Weight Loss Affects Bone
Yet another delegate cautioned on the potential effects of significant weight loss on bone and cartilage. There is evidence, he said, that weight loss of 5-10 kg can significantly affect bone turnover, increasing bone resorption and thus putting patients at a risk of becoming osteopenic. “Are we looking at a new population of osteoporosis patients who may then also be at risk for fractures?” he asked.
Separately at OARSI 2024, Anne C. Bay-Jensen, PhD, chief technology officer at Nordic Bioscience in Herlev, Denmark, and colleagues reported data showing that weight loss was associated with an increase in bone and cartilage degradation.
Although Dr. Bay-Jensen and colleagues found that losing weight was associated with improved patient outcomes, there was a 1.58-fold increase in the bone resorption marker CTX-I in people who had lost weight vs a 1.37-fold gain in those whose weight remained stable and 1.11-fold increase in those who gained weight.
Moreover, there was a 1.15-fold increase in the cartilage degradation marker C2M in the weight loss group and 0.84-fold decrease in the interstitial matrix degradation marker C3M.
GLP-1 and Bone Effects
Another question is whether GLP-1 receptor agonists might be having direct effects on the bone that may be beneficial in OA. They might, postdoctoral researcher Eda Çiftci, PhD, of AO Research Institute Davos in Switzerland, and collaborators, said during the poster sessions at OARSI 2024.
Dr.
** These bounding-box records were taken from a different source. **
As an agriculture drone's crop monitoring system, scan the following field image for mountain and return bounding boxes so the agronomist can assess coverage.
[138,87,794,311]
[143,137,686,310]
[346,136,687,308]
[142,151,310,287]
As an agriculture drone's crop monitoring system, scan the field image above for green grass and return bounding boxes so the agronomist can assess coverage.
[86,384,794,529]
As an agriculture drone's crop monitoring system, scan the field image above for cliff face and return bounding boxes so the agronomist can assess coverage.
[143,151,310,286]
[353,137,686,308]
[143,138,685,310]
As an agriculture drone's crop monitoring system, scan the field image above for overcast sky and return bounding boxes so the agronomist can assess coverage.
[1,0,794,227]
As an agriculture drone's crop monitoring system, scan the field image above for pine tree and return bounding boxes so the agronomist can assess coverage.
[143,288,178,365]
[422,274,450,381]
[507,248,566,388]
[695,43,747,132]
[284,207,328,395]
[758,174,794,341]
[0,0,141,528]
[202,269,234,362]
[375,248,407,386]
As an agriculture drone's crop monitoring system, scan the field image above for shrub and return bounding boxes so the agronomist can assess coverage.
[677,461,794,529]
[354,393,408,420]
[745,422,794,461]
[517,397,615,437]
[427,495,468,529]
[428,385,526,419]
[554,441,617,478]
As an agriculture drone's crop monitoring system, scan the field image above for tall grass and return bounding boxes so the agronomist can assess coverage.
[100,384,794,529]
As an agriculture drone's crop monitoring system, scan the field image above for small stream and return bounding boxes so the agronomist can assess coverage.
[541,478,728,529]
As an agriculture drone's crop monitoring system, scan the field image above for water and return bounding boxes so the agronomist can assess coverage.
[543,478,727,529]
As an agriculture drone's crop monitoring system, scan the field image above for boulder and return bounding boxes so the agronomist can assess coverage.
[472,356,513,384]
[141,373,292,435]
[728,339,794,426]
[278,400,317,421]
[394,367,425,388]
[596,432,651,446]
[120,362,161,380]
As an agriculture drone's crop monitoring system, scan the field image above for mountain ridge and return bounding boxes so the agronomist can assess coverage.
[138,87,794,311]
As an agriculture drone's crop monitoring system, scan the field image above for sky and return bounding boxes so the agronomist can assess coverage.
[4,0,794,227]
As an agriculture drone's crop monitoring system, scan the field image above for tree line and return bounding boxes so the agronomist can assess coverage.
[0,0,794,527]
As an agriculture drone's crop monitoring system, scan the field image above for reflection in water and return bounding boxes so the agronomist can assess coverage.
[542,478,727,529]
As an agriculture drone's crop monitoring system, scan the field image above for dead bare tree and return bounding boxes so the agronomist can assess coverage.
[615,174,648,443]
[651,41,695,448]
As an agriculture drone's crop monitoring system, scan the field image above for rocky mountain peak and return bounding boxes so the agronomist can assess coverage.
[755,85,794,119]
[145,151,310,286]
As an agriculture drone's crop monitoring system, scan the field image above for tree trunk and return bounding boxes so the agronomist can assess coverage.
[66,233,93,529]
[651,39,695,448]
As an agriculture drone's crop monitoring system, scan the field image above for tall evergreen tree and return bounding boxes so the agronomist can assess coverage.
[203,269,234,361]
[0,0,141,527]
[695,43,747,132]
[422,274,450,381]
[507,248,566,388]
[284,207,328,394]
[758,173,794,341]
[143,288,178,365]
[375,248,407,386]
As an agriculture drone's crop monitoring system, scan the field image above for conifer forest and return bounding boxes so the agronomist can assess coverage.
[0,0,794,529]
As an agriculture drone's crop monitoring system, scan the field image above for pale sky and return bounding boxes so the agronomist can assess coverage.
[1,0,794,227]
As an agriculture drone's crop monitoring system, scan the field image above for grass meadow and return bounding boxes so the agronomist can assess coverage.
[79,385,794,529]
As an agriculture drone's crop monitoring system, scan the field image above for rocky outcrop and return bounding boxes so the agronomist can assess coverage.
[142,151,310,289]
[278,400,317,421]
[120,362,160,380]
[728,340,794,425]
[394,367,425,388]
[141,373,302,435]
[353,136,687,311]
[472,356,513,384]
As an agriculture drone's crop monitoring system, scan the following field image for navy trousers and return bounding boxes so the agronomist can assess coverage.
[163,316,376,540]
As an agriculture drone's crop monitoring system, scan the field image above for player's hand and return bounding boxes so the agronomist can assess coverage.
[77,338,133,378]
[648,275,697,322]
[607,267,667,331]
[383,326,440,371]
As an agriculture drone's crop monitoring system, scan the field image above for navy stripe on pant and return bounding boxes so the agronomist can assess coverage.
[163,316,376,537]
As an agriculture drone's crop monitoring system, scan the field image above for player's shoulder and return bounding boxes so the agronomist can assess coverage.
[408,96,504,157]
Çiftci and researchers reported the findings of an in vitro study that looked at whether liraglutide might have anti-inflammatory and anabolic effects on a human chondrocytes model that had been treated with interleukin (IL)-1-beta to “mimic an inflammatory OA condition.”
The release of the proinflammatory cytokines IL-6 and IL-8 was reduced by treatment with liraglutide when compared with control chondrocytes. Furthermore, the expression of the proteoglycan aggrecan — important for articular cartilage function — also was preserved.
These results suggest that liraglutide does indeed have anabolic and anti-inflammatory effects, Dr. Çiftci and fellow researchers concluded.
New Role for Dipeptidyl Transferase Inhibitors?
Researchers are also looking at the potential role for other diabetes medications in OA management, including the dipeptidyl peptidase (DPP) 4 inhibitors.
Although these drugs are considered “weight neutral,” in vitro studies have suggested that the DPP4 enzyme may have a role to play in chondrocyte survival and inflammation, Yu-Hsiu Chen, MD, of the Tri-Service General Hospital and the National Defense Medical Center in Taipei, Taiwan, told this news organization. The DPP4 enzyme inactivates GLP-1, so there is rationale there.
“Last year, we published a paper where we found the concentration of DPP4 in the synovial fluid was correlated with radiographic change in knee OA,” Dr. Chen said. This time, “we’re trying to see if a DPP4 inhibitor can be used as a treatment.”
For their analysis, they used data on people newly diagnosed with type 2 diabetes who were and were not using DPP4 inhibitors obtained from Taiwan’s National Health Insurance Research Database. This database contains information on 99% of the Taiwanese population, Dr. Chen said.
Matching 165,333 DPP4 inhibitor users with an equal number of nonusers showed that there was a significant 58% risk reduction for developing OA with DPP4 inhibitor use (hazard ratio, 0.42; 95% CI, 0.41-0.44).
DPP4 inhibitor use was also associated with a 58% risk lower risk for total knee replacement (TKR) and a 62% lower risk for total hip replacement.
Dr. Chen and colleagues concluded: “These results strongly indicate that DPP4 inhibitors could be considered as a viable treatment approach for individuals with type 2 [diabetes mellitus] who are at risk for developing OA or [who] already have OA.”